Cookie texture and shelf-life evaluation was conducted according to AACC approved method 10–54.01 [40]. The texture analyzer (TA.XT.Plus) performed a 3-point break test measuring the force needed to split the cookie with probe TA-92N and the bend rig set 2 inches apart. Additional settings included pre-test speed of 2.5 mm/s, test speed of 2.0 mm/s, post-test speed of 10 mm/s, a distance of 6 mm, trigger type of 20 g, automatic tare rate, and a data acquisition rate of 200 pps. Hardness and fracturability were evaluated on days 1, 4, 8, and 14.

2.4.4. Sensory Evaluation

Sensory evaluation (protocol 2107008-EXM) was conducted for both cake and cookies, with sensory for each product type conducted independently, but in an identical manner. Panelists, obtained from students, faculty, and staff at South Dakota State University, evaluated a total of 5 samples of the following formulations: egg, tray-dried, spray-dried, freeze-dried, and cAQF as the treatments. Panelists were delivered samples in plastic cups with labeled 3-digit codes in a randomized order to avoid delivery order bias. The evaluation was conducted using a 9-point hedonic scale in increments from “Like Extremely” (score of 9) to “Dislike Extremely” (score of 1) for appearance, flavor, texture, and overall sensory characteristics for the product. The products were evaluated by 84 and 98 panelists for cookies and cakes, respectively.

2.4.5. Statistical Methods

The processing of the AQF was conducted twice and composition analysis, viscosity, and water activity were conducted in duplicate measures (n = 4). Cake and cookies were prepared in duplicate batches based on processing replication. Cookie and cake physical measurements were completed in triplicate (n = 6). Emulsion and foaming properties were completed four times on the duplicate processing samples (n = 8). Data were analyzed using ANOVA (R Studio Version 1.4.1717) where significance was determined at p ≤ 0.05. Mean separation was completed using Tukey’s least significant difference (LSD).

3. Results and Discussion

3.1. Aquafaba Composition

A total solid percentage of the aquafaba samples were measured at the cooking stage, after reverse osmosis, and after drying for both processing replicates. The concentration of total solids achieved during the cooking stage was 3.3%. After reverse osmosis, the total solids increased to approximately 13%. After drying, total solids reached 90.3%, 91.8%, and 95.0% for tray-, freeze-, and spray-dried samples, respectively. Differences in the appearance of the dry product were observed (Figure 1). Overall, the appearances of the dried samples were comparable to similarly dried AQF from chickpea [18]. For the dry products, the lightness observed in the spray- and freeze-dried AQF was supported by the L* values being higher, although not significant, than the L* values of the tray-dried sample (Table 3). The tray-dried sample had a yellow-brown appearance, which was supported by higher b* (yellowness) values. The values obtained in the spray- and freeze-dried methods followed the same trends as similarly processed AQF from pea and chickpea [10,18].

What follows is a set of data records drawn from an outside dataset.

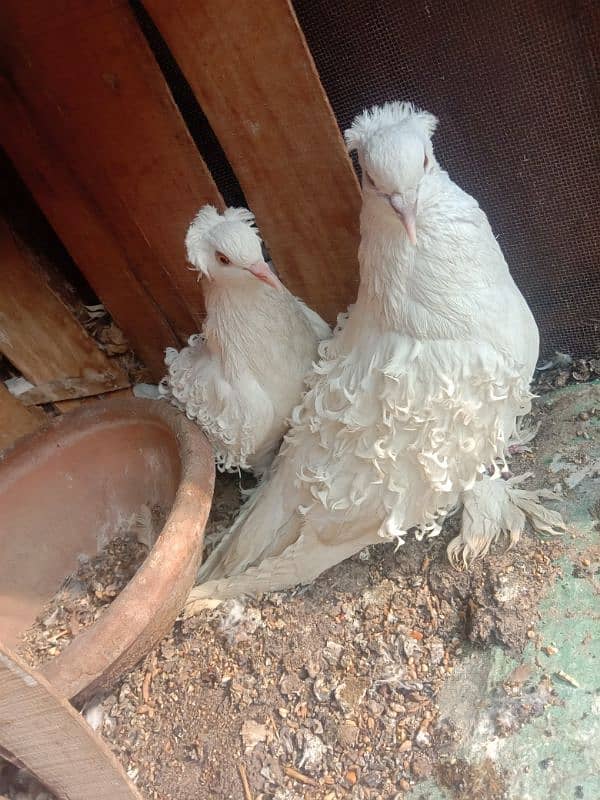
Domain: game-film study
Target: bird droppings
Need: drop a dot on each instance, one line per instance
(83, 598)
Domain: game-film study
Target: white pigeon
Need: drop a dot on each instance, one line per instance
(415, 396)
(241, 377)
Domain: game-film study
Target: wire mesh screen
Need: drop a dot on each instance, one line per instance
(515, 88)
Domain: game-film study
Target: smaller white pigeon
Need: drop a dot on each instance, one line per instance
(241, 377)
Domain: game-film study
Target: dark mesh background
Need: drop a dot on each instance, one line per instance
(515, 88)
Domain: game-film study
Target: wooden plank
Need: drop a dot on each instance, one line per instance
(38, 333)
(51, 739)
(96, 95)
(251, 70)
(90, 242)
(15, 419)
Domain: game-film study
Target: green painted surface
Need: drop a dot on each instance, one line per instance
(554, 756)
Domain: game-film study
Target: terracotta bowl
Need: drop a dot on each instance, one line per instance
(65, 491)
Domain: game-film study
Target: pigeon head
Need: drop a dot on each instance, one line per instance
(226, 247)
(394, 148)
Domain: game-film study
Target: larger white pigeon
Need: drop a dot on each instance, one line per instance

The composition of the AQF was predominantly protein, ash, sugar, and dietary fiber (Table 4 and Table 5). As expected, the drying processes substantially enhanced the nutrient composition compared to an estimated value for the cAQF sample. In general, the drying methods had little impact on the proximate composition except for sucrose. The tray-dried AQF had 1.5 percentage points lower sucrose (Table 5) concentration compared to the samples dried by spray- or freeze-drying methods. The tray-drying method required 18 h at 57 °C to dry the AQF, and during this time caramelization reaction may have contributed to the sucrose reduction. The increased browning (Figure 1) of the tray-dried samples is indirectly supported by the loss of sucrose during drying. In this study, the AQF was concentrated by a factor of approximately 3.25 compared to the cooking water. Thus, dilution of the composition of the cAQF by this factor results in a composition similar to composition data reported in the literature [6,8,17,22]. Furthermore, only the Frontier cultivar was assessed for aquafaba production, and thus differences observed may relate to the cultivar used to prepare AQF [13].

3.2. Functionality

The functionality of the four AQF samples was completed using the dry AQF or cAQF with adjustment in external water addition. The emulsion activity and stability were found to be significantly (p ≤ 0.05) higher for the cAQF compared to the AQF that had been dried. However, the drying operation had a small impact on the emulsion properties of the dried AQF since similar values were similar among the dried sample but less than the cAQF (Table 6). The results follow similar outcomes where fresh aquafaba generally outperformed AQF samples that were dried and rehydrated [18]. Differences in the emulsion properties observed in our AQF samples could be related to compositional difference not determined (e.g., saponins) in this study. For example, saponins are known emulsifiers and were thought to be one reason for the higher emulsion activity index of green lentils and chickpeas compared to other pulses [8,41]. There is evidence that saponins are degraded during heat processing [42,43], and thus the possibility exists that the added drying approaches may have caused reductions in saponins and thus lower emulsion activity and stability. Regardless of composition, the emulsion properties have been extensively demonstrated in mayonnaise applications [19,20,22,29].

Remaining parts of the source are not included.